Juventud Rebelde - Diario de la Juventud Cubana

El mambí desconocido

Autor:

Yunet López Ricardo

El agua herida por la proa saltaba hasta el vientre hinchado de Rosalía. Era la noche del 17 de diciembre de 1872 y ya no aguantaba más. Quien se le movía dentro se negó a entender que aún faltaban 15 días para llegar a tierra.

Bajo velas descocidas por la sal se escuchó su primer sollozo, y pasados otros viernes la costa holguinera de Gibara recibió al hijo de canarios que había nacido en medio del océano Atlántico.

En la Parroquia San Fulgencio, el 2 de enero de 1873, fue inscrito con tres nombres: Bartolomé; como su padre; Lázaro, por nacer el día del santo sanador, y Marino, por venir al mundo sobre las olas.

Aprendió a correr por los tiempos en que Cuba se alzó contra la España que guardaba sus raíces, pero lejos de los vientos de Tenerife o Fuerteventura, creció defendiendo el ideal de La Demajagua, esa que cambió su propósito azucarero para poner en brazos esclavos la libertad.

El oriundo del mar se hizo mambí; y en la guerra de 1895 alzó su machete paraguayo contra el coloniaje que encarnaban los militares del Viejo Continente. Anduvo junto a convoyes de mulas, carretas, tropas de jinetes con carabinas y peleó con rifles oxidados, escasas municiones y armas filosas.

A severo galope y bordeando matorrales contempló avanzar los regimientos uniformados que temían a los mosquitos y perdían su formación de cuadro ante el ataque de la caballería del Ejército Libertador.

Con la ropa gastada por el uso, seguramente a quien el destino le cambió volcanes por montañas verdes, después de las marchas agotadoras limpiaba su arma y, sentado ante las fogatas del campamento, comía harina de maíz con manteca de palmito y endulzaba el café con miel de abeja.

Yo hubiese necesitado nacer 30 años antes para conocerlo. Mi tatarabuelo mambí murió el 1ro. de agosto de 1962, gastado como fusil viejo que aún rompía dianas y con 90 peines tirados.

Muchas veces mi casa ha tenido olor a pólvora y combate cuando hablan allí de Bartolomé Lázaro Marino López Ramírez, uno de los tantos nombres que no aparecen en los libros de Historia, pero aún están en la memoria de algunos, como este soldado de Catalina de Güines que luchó contra la metrópoli española del siglo XIX y hoy llega a mí desde los cuentos de sus nietos ya encanecidos.

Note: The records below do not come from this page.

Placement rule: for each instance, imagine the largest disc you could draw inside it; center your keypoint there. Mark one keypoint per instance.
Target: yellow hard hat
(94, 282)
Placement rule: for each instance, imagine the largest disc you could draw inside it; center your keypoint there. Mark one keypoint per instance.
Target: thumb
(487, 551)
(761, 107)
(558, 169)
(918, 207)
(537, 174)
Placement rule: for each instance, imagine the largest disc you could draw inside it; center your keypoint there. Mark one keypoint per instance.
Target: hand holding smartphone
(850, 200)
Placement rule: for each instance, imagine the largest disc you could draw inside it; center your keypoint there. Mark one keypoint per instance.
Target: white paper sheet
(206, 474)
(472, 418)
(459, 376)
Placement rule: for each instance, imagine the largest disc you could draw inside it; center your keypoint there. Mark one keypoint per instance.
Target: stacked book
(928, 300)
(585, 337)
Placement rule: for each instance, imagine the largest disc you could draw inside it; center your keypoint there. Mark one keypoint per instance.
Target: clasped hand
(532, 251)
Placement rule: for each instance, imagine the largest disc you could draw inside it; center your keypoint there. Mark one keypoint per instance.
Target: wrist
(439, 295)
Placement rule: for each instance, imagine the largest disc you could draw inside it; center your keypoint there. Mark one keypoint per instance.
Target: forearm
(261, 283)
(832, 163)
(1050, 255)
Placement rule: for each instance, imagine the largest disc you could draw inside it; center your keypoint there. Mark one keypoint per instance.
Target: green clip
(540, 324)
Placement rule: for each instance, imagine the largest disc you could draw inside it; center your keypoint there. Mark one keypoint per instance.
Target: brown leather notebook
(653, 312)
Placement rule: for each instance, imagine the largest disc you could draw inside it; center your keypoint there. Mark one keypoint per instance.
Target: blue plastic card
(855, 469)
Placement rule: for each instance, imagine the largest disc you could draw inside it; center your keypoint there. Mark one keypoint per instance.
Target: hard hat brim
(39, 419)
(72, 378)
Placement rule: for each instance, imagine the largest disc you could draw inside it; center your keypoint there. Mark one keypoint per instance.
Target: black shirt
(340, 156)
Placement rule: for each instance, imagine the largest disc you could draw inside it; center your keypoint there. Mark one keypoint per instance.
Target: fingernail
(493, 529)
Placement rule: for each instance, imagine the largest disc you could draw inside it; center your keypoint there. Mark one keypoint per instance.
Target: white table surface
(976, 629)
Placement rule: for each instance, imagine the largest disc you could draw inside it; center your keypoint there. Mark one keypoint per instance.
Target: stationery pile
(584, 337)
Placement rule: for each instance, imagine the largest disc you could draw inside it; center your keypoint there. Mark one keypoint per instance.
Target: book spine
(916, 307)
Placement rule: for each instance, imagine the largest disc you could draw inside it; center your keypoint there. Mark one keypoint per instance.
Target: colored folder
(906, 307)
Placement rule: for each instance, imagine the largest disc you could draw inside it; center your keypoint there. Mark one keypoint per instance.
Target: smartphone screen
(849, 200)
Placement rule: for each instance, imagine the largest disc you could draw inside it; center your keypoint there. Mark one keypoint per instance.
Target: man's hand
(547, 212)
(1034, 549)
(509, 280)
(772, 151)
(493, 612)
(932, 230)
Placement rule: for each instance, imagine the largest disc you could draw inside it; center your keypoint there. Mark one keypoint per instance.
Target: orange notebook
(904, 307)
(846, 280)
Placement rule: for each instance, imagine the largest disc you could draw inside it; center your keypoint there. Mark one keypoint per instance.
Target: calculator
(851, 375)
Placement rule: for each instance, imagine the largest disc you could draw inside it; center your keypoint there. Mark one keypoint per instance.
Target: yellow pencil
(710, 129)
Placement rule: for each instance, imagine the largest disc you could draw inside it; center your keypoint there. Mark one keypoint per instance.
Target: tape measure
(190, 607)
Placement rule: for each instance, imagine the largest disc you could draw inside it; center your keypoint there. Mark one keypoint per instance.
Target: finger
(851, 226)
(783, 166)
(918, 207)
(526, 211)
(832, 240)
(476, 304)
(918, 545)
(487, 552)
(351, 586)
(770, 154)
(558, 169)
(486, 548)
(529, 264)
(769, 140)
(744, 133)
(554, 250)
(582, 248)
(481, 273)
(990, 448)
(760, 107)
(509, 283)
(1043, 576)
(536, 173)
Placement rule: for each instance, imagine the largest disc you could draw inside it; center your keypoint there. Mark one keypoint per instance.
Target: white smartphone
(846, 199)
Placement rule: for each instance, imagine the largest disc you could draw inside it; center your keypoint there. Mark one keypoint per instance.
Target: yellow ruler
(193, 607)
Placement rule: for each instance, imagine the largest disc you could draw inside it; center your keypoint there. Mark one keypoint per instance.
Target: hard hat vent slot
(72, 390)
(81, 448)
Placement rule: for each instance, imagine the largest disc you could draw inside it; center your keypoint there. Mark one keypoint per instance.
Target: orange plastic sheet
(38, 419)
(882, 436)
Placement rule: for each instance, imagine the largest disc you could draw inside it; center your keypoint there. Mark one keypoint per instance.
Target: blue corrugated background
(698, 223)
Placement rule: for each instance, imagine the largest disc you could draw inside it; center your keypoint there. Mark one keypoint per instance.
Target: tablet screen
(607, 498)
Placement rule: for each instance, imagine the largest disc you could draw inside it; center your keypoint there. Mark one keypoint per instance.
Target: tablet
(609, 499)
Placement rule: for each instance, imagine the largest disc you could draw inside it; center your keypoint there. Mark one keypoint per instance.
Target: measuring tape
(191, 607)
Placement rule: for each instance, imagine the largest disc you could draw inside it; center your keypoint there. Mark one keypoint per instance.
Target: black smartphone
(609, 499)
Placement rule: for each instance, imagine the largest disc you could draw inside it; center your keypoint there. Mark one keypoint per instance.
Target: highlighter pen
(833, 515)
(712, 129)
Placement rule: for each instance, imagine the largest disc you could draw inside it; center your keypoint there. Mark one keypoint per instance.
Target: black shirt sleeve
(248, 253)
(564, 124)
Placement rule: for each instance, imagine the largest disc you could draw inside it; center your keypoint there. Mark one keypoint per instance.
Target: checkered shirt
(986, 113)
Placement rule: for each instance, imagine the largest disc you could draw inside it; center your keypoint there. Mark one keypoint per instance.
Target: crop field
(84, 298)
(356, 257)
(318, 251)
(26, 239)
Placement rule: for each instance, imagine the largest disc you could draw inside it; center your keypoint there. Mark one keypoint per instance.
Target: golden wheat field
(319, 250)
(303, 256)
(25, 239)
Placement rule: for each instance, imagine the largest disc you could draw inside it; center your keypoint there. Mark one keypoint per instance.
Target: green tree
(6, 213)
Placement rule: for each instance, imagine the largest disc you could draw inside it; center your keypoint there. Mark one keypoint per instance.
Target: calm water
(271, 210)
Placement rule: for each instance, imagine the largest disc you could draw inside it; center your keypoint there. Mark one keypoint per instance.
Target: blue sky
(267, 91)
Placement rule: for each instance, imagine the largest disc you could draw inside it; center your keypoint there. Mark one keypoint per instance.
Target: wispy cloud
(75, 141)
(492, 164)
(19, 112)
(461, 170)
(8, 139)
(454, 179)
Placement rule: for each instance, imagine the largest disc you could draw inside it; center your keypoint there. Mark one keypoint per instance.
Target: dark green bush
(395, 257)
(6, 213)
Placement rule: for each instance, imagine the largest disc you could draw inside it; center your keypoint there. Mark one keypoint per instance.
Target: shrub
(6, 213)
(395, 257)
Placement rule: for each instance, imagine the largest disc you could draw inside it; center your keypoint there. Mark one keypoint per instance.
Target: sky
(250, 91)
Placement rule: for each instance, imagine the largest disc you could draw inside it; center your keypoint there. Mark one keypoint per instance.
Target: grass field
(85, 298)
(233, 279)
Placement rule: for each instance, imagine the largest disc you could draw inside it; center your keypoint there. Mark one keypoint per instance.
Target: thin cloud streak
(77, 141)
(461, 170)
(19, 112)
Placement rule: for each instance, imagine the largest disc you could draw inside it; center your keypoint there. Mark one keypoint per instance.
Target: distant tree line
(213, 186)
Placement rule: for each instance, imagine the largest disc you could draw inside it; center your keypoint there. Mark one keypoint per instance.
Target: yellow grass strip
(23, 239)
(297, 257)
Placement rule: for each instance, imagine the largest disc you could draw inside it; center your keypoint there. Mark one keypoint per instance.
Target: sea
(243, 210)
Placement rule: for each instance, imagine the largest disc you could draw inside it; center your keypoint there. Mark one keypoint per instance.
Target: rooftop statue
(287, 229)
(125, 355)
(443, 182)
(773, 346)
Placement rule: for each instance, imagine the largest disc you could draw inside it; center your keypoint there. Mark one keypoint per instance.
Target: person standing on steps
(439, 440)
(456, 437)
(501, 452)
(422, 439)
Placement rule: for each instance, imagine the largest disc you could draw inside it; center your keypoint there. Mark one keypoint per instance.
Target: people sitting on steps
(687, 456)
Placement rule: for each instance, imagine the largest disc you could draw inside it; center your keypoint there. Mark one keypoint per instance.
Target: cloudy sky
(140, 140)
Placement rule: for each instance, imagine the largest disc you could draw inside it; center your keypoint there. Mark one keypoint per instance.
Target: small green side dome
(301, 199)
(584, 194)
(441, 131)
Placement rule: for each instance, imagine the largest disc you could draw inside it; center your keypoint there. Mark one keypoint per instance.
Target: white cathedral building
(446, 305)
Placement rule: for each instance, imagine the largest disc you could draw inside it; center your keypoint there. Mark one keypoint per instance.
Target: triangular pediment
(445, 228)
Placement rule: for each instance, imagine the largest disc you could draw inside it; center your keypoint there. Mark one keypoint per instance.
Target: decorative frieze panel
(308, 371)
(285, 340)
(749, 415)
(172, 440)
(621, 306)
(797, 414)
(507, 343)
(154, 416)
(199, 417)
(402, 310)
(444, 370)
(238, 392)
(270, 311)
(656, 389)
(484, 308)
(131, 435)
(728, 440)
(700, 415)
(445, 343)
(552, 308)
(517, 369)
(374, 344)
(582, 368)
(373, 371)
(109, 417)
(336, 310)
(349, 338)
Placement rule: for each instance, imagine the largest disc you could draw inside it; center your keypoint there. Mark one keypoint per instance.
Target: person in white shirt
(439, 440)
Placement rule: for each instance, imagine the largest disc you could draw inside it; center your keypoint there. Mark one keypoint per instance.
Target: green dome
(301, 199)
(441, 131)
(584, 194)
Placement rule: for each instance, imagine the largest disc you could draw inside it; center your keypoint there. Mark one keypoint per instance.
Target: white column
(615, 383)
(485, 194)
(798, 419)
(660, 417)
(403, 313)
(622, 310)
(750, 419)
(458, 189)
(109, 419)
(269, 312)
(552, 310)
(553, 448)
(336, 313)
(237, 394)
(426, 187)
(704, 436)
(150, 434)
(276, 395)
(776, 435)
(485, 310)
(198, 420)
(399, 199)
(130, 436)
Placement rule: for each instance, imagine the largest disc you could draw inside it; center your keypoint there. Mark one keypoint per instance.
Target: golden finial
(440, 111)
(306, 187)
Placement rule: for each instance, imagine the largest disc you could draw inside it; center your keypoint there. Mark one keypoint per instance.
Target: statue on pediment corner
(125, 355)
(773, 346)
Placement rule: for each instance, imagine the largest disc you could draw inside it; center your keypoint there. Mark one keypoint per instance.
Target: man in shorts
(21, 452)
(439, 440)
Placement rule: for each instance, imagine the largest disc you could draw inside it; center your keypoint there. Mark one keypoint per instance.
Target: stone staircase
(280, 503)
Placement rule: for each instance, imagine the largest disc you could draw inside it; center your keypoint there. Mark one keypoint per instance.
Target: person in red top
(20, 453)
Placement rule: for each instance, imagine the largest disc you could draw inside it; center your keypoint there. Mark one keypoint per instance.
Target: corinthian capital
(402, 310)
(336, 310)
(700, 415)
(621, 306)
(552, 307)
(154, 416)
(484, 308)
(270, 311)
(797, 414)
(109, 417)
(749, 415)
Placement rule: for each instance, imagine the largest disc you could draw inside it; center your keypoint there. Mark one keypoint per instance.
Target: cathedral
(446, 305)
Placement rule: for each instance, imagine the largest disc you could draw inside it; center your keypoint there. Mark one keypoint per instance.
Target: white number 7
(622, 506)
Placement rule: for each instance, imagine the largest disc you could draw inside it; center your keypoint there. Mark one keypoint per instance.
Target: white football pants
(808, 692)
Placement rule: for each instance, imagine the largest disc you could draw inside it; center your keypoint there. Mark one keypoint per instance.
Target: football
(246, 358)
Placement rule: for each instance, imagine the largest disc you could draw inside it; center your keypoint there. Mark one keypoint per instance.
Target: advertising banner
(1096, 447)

«Era bravo de verdad», relata mi abuelo, y asegura que cuando el 19 de febrero de 1896 combatieron juntas las tropas de Antonio Maceo y Máximo Gómez, en Moralitos, allí estaba él. La imagen que guarda es verlo canoso, vestido de blanco como acostumbraban los veteranos de la guerra y de pie tras los barrotes de la ventana que daba al portal.

Solo lo miró algunos años siendo niño, por eso hoy no puede responderme si el mambí fue explorador, insurrecto en la vanguardia, centinela que desde su posta gritó alguna vez: «¡Alto, ¿quién va?!» o transmitió órdenes por una corneta. Sin embargo, afirma que, después de la contienda, el nonagenario guerrero aún dormía con el machete cercano a la cama.

«Nunca se quitó de la camisa su medalla de veterano; lo sepultaron con ella puesta», dice Mercedes, otra de las nietas, quien recuerda verlo siempre conversando con Silvestre, el otro veterano de la guerra en Catalina.

«Yo estaba en Secundaria cuando él murió, pero como si hubiese sido ayer me parece verlo con su sombrero de jipijapa, alto, delgado, dulce y muy jaranero; decía que desde niño le enseñaron una oración para curar el mal de ojo de quienes habían nacido en el mar, y desde el portal le lanzaba un piropo a todas las muchachas que pasaban», comenta.

Y aunque no todos de sus más de 30 nietos lo conocieron, sí escucharon las anécdotas del mambí. Maylenis se alegra al recordar la voz de su padre, el octavo de los nueve hijos de Lázaro con Regla Hernández, narrándole vivencias del abuelo en la manigua, esas que entretuvieron su infancia y ahora ella cuenta a sus hijos.

Hoy, cuando los recuerdos de los nietos rescatan del olvido a mi tatarabuelo mambí, escribo y me guardo dentro la vida del hombre que peleó junto a Maceo y Gómez, nunca dejó de usar la medalla de veterano, me legó mucho más que el apellido y llegó al mundo sobre las olas, cuando incluso faltaban 123 años para que yo naciera.